Restaurants have been put through the wringer for over a year. They’ve endured shutdowns, adjusted their service models, and watched with resignation as colleagues closed doors for good. Things should be looking up now as vaccinations and warm weather inspire hope for a return to semi-normalcy. People are ready to go out. Business is booming. But restaurants are faced with a new pandemic of their own, not of biological origins but of workforce. There simply aren’t enough people willing to work in service anymore.
Photo by Melissa Hayes
Customers enjoy the outdoor seating at the Crab Shack on Tybee Island.
Spanky’s in Pooler has been forced to reduce their hours. Sundown Lodge on Wilmington Island temporarily closed their doors. “We would like to apologize in advance,” wrote Savannah Taphouse on Facebook. “We are doing our best with the limited amount of loyal employees we do have.” “We are grateful for all of our staff that actually does come to work,” wrote Driftaway Cafe. “Please know we are trying our hardest with what we’re working with,” wrote Savannah Seafood Shack.
The problem is much larger than Savannah. From coast to coast, the Covid-battered service industry continues to limp along. The worker-to-customer ratio is sharply off balance. Diners are getting frustrated. Service workers who remain are exhausted. Those who haven’t returned say they’re exhausted, too, and ready to move on. Long hours and low wages are service industry stereotypes. Throw in a pandemic and alternative options, and furloughed employees are choosing to keep their distance.
“I don’t know if anything will help until they stop getting their unemployment money,” said Jack Flanigan, owner of The Crab Shack. “That seems to be the big thing. But, people have also drifted away from the service industry to do other things now.”
The mega-restaurant reduced its staff of around 150 to “maybe four or five” who stayed behind to sell to-go meals after lockdown forced furloughs in March of last year. As the world slowly reopened, The Crab Shack, known for welcoming tourists and locals in droves, brought back anyone willing to work ... which turned out to be not many.
“Tell anybody who wants to work to come on,” Flanigan said. “We’ve lost a lot of people. We can get servers, but if you don’t have cooks, you don’t need servers.”
Come Spring Break, one of Savannah’s busiest seasons, The Crab Shack was unable to serve half as many customers as usual. “We seated close to 750 people before this started. Now, we seat just a little over 300. And when we’re really busy, we can’t even do that. I have one whole side shut down,” Flanigan said.

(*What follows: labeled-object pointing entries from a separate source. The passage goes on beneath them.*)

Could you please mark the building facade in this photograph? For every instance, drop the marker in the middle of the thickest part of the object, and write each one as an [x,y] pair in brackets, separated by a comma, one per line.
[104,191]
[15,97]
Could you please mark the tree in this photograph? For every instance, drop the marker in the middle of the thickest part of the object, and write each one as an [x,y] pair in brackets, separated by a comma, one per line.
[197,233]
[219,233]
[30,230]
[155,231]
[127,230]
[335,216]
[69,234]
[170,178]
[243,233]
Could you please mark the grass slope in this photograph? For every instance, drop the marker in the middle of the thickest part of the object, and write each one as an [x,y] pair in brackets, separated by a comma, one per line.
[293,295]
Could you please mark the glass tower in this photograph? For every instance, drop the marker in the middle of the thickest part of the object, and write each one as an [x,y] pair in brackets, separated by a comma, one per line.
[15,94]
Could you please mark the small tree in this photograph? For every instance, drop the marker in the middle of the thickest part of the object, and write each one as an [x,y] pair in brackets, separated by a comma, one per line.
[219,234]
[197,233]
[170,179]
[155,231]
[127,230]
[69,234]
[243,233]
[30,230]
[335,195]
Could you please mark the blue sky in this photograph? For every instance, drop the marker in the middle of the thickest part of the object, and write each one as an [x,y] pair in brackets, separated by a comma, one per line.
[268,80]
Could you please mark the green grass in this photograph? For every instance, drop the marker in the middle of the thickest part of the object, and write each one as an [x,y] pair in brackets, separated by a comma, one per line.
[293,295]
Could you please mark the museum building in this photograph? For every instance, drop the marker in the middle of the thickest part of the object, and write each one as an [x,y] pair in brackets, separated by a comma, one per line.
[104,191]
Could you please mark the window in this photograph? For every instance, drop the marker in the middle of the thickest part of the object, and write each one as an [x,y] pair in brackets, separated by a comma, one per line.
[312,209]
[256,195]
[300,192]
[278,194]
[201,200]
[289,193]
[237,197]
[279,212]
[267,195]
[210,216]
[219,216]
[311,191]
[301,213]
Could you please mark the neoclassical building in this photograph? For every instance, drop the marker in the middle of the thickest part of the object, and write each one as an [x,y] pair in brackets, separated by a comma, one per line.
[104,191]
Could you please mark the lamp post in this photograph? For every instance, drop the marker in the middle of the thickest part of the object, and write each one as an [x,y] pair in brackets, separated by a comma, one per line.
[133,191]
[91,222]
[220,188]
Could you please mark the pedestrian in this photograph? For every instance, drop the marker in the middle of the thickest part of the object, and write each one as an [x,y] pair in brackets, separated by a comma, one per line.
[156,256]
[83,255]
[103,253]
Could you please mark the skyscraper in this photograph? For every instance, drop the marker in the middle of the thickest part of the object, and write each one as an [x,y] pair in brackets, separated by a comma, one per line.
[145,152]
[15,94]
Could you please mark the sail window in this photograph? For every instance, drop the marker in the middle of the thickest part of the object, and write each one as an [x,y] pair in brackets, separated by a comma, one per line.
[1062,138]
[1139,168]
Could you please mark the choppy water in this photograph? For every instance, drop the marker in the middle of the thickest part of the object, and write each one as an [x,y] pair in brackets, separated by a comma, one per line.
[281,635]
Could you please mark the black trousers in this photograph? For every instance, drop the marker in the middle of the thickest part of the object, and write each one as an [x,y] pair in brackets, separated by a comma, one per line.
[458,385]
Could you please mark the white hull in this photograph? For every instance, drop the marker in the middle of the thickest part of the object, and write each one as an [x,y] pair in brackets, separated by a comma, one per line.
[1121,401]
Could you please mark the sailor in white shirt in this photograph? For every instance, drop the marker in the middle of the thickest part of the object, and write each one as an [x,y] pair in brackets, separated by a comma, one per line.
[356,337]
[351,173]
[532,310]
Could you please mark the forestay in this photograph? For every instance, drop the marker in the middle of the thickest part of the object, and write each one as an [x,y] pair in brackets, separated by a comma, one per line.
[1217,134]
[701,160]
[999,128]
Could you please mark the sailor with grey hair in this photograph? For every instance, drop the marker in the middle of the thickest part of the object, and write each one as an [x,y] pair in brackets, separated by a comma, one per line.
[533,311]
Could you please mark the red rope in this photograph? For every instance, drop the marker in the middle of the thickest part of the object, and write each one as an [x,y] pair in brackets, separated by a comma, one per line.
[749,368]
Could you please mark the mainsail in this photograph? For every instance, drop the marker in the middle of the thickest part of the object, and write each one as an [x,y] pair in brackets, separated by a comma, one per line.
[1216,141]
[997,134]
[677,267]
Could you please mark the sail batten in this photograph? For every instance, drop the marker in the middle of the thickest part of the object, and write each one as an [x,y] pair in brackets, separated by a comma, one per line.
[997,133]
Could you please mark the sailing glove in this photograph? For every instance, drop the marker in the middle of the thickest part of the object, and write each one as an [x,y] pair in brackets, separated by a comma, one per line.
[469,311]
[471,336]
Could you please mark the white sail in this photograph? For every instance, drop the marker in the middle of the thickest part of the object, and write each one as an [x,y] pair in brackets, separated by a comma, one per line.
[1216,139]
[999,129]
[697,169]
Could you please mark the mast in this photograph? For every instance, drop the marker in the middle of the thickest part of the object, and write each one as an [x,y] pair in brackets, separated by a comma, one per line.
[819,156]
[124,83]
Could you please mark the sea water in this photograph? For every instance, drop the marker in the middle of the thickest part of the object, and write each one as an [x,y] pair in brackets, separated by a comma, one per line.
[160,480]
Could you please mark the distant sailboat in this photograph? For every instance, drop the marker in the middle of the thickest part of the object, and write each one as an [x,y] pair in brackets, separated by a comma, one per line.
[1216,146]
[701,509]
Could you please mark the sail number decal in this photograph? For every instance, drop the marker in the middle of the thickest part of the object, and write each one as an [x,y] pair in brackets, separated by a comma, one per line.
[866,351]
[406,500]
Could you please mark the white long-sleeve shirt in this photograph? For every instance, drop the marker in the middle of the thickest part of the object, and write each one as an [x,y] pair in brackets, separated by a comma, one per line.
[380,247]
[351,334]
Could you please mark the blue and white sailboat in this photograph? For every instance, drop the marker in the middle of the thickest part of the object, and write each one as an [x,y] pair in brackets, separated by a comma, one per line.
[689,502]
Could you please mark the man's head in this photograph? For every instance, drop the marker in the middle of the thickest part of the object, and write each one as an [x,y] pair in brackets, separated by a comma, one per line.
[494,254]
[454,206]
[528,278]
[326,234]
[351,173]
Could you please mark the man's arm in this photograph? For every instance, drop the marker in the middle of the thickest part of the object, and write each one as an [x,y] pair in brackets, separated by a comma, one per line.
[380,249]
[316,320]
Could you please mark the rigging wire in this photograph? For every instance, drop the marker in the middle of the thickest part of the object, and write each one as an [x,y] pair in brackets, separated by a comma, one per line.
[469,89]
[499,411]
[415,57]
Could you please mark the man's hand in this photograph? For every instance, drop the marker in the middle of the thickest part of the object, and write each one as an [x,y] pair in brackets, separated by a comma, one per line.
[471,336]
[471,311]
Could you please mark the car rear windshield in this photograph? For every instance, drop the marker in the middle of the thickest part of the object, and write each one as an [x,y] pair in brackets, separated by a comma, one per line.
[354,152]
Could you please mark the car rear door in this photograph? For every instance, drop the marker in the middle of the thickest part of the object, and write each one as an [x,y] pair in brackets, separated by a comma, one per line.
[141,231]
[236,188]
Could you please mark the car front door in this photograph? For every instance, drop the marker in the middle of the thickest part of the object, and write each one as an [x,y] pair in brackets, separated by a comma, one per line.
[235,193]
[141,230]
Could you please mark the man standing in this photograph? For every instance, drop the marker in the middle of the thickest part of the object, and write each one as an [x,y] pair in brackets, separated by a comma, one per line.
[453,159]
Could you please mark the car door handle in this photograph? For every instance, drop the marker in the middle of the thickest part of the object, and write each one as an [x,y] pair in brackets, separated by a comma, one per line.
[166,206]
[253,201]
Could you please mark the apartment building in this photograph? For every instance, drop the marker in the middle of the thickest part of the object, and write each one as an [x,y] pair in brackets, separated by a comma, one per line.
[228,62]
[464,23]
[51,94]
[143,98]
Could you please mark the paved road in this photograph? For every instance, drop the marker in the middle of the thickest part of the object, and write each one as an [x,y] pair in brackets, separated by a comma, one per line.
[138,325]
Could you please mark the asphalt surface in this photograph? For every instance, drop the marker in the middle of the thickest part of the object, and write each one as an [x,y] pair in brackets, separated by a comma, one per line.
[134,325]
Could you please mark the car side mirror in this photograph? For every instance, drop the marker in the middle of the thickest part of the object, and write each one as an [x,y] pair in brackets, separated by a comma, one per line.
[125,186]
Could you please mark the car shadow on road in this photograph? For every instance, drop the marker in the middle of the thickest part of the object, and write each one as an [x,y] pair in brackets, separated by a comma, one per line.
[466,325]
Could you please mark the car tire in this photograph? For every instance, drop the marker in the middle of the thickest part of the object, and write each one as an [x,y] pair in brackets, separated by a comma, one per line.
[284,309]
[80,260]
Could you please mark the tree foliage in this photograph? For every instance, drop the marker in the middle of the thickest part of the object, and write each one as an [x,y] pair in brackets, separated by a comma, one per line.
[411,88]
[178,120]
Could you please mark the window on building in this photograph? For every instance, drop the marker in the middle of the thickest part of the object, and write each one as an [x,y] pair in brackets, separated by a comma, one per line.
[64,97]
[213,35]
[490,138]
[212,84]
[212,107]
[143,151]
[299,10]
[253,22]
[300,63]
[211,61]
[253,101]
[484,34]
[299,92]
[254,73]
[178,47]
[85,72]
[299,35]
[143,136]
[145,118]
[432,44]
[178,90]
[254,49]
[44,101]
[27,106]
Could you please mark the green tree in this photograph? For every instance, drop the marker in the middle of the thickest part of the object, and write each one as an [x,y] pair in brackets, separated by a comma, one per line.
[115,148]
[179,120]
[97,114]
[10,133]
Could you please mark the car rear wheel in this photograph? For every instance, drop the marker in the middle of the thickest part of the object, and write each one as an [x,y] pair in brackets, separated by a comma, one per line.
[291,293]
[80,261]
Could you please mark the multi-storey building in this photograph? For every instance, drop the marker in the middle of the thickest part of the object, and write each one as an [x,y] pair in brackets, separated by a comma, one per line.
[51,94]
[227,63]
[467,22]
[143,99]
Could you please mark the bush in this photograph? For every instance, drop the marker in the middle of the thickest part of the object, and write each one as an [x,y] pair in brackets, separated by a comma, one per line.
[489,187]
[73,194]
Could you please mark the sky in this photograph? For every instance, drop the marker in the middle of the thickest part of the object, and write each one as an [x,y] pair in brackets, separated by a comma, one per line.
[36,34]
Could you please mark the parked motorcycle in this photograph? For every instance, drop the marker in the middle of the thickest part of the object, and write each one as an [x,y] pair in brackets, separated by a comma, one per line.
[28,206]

He’s attempted to incentivize applicants with a $3,000 bonus for new kitchen staff willing to stick it out through the busy season, but no one’s taking the bait.
“I had one applicant who didn’t show up for the interview,” he said. “The situation’s really gonna have to change industrywide because it’s not divided equitably. The kitchen does most of the work and the servers make most of the money.”
Photo by Melissa Hayes
Locals and visitors wait to be seated outside of the Collin’s Quarter.
Anthony Debreceny, owner of Collins Quarter, Fitzroy, and The Deck on Tybee, shares similar woes. He’s had a $50K management position posted for three weeks and only had four applicants.
“I believe it’s just the perfect storm,” he said. “You’ve got a combination of Savannah getting busy, everyone looking for employees and then unemployment benefits are kicking in all around the same time.”
“We certainly don’t have the time to train people. If we get someone who wants to be a server, they might get a day’s training, and then it’s right into it. We are not having our staff trained as well as we’d like because there are so few people and so many tourists in town.”
Many diners just aren’t familiar with restaurant logistics. On the surface, things appear fine. People see empty tables waiting to be seated, other customers mingling, and servers maneuvering dining rooms. But when a kitchen staff drops from seven workers to five, the ripple effect is felt throughout the restaurant.
“If people see empty seats, it’s not because we don’t want to serve you,” Debreceny said. “It’s because we don’t think we can serve you to your expectations and in a way that represents us and our brand.”
Despite these grim times for restaurants, Debreceny remains optimistic now that Spring Break has passed. For years, he’s kept detailed records of his restaurants’ ebbs and flows.
“I think we have four to six more weeks of Savannah being traditionally busy through May, and then I think we’ll be through the worst of the staffing issue,” he said. “I’m just glad to see that people are happy and healthy. This is a good problem to have because it’d be worse if we were heading in the other direction.”